A team of researchers from the National University of Singapore (NUS) has developed a new solution to improve drug abuse monitoring by designers. Led by Professor Eric Chan of the NUS Department of Pharmacy, the team identified three new urine biomarkers that could be used to detect the use of ADB-BUTINACA, a new synthetic cannabinoid that is a type of new psychoactive substance (NPS) to recognize. The innovative approach to identifying the biomarkers can be applied to other existing and new synthetic cannabinoids.
NPS are drugs that are supposed to mimic the effects of illegal substances such as cannabis, cocaine, heroin, “ice”, ecstacy and LSD. The intention of the secret laboratories to introduce synthetic cannabinoids with different chemical structures is to circumvent legal prohibitions.
For the past two years, NPS users made up the third largest proportion of drug addicts in Singapore, while synthetic cannabinoids dominated the NPS market in Singapore for the past four years. Since most synthetic cannabinoids are largely metabolized in the body after consumption, they are practically undetectable in urine samples.
Regarding the importance of the team’s research, Prof. Chan said: “Before our study, the metabolism and urinary biomarkers of ADB-BUTINACA were unclear. Our discovery and unique methodology provide support for the forensic fraternity that is constantly being challenged by the advent “of novel synthetic cannabinoids and may also benefit the international public in combating the increasing abuse of this synthetic cannabinoid. This will bring us closer to the goal of a drug-free world. “
The study, carried out in collaboration with the Analytical Toxicology Laboratory of the Singapore Health Sciences Authority, was first published in the journal Clinical Chemistry on August 13, 2021.

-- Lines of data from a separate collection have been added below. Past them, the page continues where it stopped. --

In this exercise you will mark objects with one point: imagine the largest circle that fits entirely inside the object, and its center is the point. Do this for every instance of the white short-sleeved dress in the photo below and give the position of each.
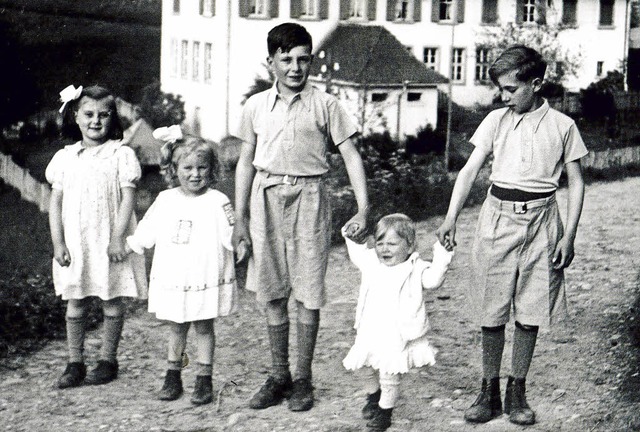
(193, 273)
(90, 179)
(383, 312)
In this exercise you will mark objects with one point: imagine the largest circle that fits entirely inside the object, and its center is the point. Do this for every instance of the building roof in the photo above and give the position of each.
(370, 54)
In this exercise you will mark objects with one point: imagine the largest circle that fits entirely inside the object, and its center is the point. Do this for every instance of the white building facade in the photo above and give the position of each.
(212, 50)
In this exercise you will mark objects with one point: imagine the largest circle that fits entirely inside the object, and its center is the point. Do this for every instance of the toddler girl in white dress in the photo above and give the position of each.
(391, 318)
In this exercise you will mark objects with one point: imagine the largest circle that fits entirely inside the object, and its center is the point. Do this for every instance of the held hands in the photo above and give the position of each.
(563, 255)
(61, 255)
(447, 234)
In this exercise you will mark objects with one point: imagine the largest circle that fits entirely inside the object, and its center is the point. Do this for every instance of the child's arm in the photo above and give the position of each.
(564, 249)
(245, 172)
(447, 232)
(116, 249)
(433, 276)
(60, 251)
(357, 225)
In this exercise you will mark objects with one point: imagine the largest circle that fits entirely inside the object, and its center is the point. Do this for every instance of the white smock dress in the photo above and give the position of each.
(391, 318)
(90, 179)
(192, 274)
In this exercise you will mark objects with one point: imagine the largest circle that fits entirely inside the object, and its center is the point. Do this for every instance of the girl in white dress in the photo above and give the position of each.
(91, 211)
(391, 318)
(193, 274)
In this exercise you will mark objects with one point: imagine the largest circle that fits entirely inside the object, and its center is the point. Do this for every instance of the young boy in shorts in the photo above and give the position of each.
(520, 249)
(282, 206)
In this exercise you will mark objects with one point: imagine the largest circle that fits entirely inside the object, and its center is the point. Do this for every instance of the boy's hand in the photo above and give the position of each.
(563, 255)
(447, 235)
(61, 255)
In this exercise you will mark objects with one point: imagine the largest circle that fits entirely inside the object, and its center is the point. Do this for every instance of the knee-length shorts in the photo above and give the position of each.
(290, 227)
(513, 263)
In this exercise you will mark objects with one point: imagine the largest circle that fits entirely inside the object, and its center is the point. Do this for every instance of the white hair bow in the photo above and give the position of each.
(168, 134)
(68, 94)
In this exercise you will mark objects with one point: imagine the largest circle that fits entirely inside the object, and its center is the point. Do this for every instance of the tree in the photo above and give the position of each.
(161, 109)
(563, 63)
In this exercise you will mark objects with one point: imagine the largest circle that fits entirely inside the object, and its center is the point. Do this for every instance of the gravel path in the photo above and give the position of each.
(584, 377)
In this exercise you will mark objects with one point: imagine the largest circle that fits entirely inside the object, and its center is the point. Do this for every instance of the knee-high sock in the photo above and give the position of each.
(492, 349)
(307, 336)
(524, 343)
(76, 327)
(279, 345)
(111, 332)
(389, 386)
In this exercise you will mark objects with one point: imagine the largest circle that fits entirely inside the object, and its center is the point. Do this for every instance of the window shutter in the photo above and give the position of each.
(243, 9)
(391, 10)
(519, 7)
(324, 9)
(344, 9)
(296, 9)
(435, 10)
(460, 11)
(371, 12)
(417, 10)
(541, 9)
(273, 8)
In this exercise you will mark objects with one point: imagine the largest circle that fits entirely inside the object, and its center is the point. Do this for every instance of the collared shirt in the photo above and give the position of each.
(294, 138)
(530, 149)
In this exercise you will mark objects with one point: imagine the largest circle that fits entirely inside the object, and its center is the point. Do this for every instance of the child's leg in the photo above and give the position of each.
(76, 317)
(205, 338)
(278, 385)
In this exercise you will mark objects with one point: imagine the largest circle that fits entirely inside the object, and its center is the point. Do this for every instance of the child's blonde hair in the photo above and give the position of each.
(402, 224)
(172, 152)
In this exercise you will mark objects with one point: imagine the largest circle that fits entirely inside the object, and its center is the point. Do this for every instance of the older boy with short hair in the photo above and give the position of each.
(520, 249)
(282, 205)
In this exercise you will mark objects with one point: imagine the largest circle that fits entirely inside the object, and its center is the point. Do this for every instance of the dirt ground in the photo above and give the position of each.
(584, 377)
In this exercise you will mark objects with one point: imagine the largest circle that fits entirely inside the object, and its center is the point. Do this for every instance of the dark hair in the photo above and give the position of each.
(402, 224)
(95, 92)
(286, 37)
(172, 152)
(527, 62)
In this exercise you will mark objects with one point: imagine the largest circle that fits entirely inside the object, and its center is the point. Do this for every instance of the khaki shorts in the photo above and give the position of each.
(512, 261)
(290, 230)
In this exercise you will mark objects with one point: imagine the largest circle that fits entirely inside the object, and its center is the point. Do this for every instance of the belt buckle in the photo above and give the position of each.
(290, 180)
(519, 208)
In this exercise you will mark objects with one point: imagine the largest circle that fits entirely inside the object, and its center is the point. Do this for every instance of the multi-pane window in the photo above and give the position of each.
(208, 64)
(358, 9)
(309, 9)
(404, 10)
(195, 61)
(430, 57)
(483, 62)
(606, 12)
(457, 64)
(175, 58)
(258, 8)
(184, 59)
(446, 10)
(529, 11)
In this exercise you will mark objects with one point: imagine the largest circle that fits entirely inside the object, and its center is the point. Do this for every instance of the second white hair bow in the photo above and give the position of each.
(68, 94)
(168, 134)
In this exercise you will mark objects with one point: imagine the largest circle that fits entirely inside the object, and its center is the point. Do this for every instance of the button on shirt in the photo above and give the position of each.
(294, 138)
(529, 149)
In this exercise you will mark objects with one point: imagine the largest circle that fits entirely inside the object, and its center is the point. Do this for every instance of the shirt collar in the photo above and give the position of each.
(534, 117)
(304, 95)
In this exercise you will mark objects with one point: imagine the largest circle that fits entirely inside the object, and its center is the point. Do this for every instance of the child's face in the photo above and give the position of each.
(194, 173)
(518, 95)
(94, 120)
(291, 68)
(392, 249)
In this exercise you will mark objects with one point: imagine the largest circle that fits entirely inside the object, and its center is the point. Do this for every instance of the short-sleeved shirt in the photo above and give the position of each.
(294, 138)
(529, 149)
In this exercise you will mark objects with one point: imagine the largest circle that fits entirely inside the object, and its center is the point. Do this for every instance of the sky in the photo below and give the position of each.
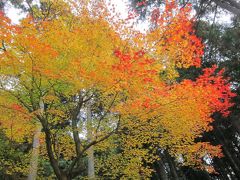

New biomarkers for the precise detection of the abuse of synthetic drugs
ADB-BUTINACA is a new synthetic cannabinoid that was first identified in Europe in 2019 and made its way onto Singapore’s drug scene last year. Although three existing metabolites of ADB-BUTINACA are available as reference standards for routine forensic monitoring, they have not been detected in some urine samples from abusers or in lower concentrations. This sparked an impetus to identify other potential metabolites that can be used as urinary biomarkers for the consumption of the cannabinoid.
Rather than using the conventional and more time consuming method of chemical synthesis of metabolites of ADB-BUTINACA, Prof. Chan and his team presented an innovative method for identifying the unique metabolites of the cannabinoid using the concepts of drug metabolism and pharmacokinetics.
The team synthesized key metabolites of ADB-BUTINACA using human liver enzymes in the laboratory to study their disposition and identify new biomarker metabolites in urine. Using this method, a total of 15 metabolites of ADB-BUTINACA and their respective biotransformation pathways in the body were identified for the first time from their studies.
Of the 15 new metabolites, the researchers suggested four as biomarkers for urinary metabolites based on their metabolic stability, including one for which the reference standard is currently available. To diagnose the consumption of ADB-BUTINACA, a panel was developed that contains either one or a combination of these four newly established biomarkers for urine.
In the future, the team plans to expand its current strategy to better understand the disposition of novel metabolites of synthetic cannabinoids by the kidneys and their possible occurrence in the urine.
National University of Singapore
Sia, CH, et al. (2021) Biomarkers for Urine Metabolites for Detection of Synthetic Cannabinoid-ADB-BUTINACA Abuse. Clinical Chemistry. doi.org/10.1093/clinchem/hvab134.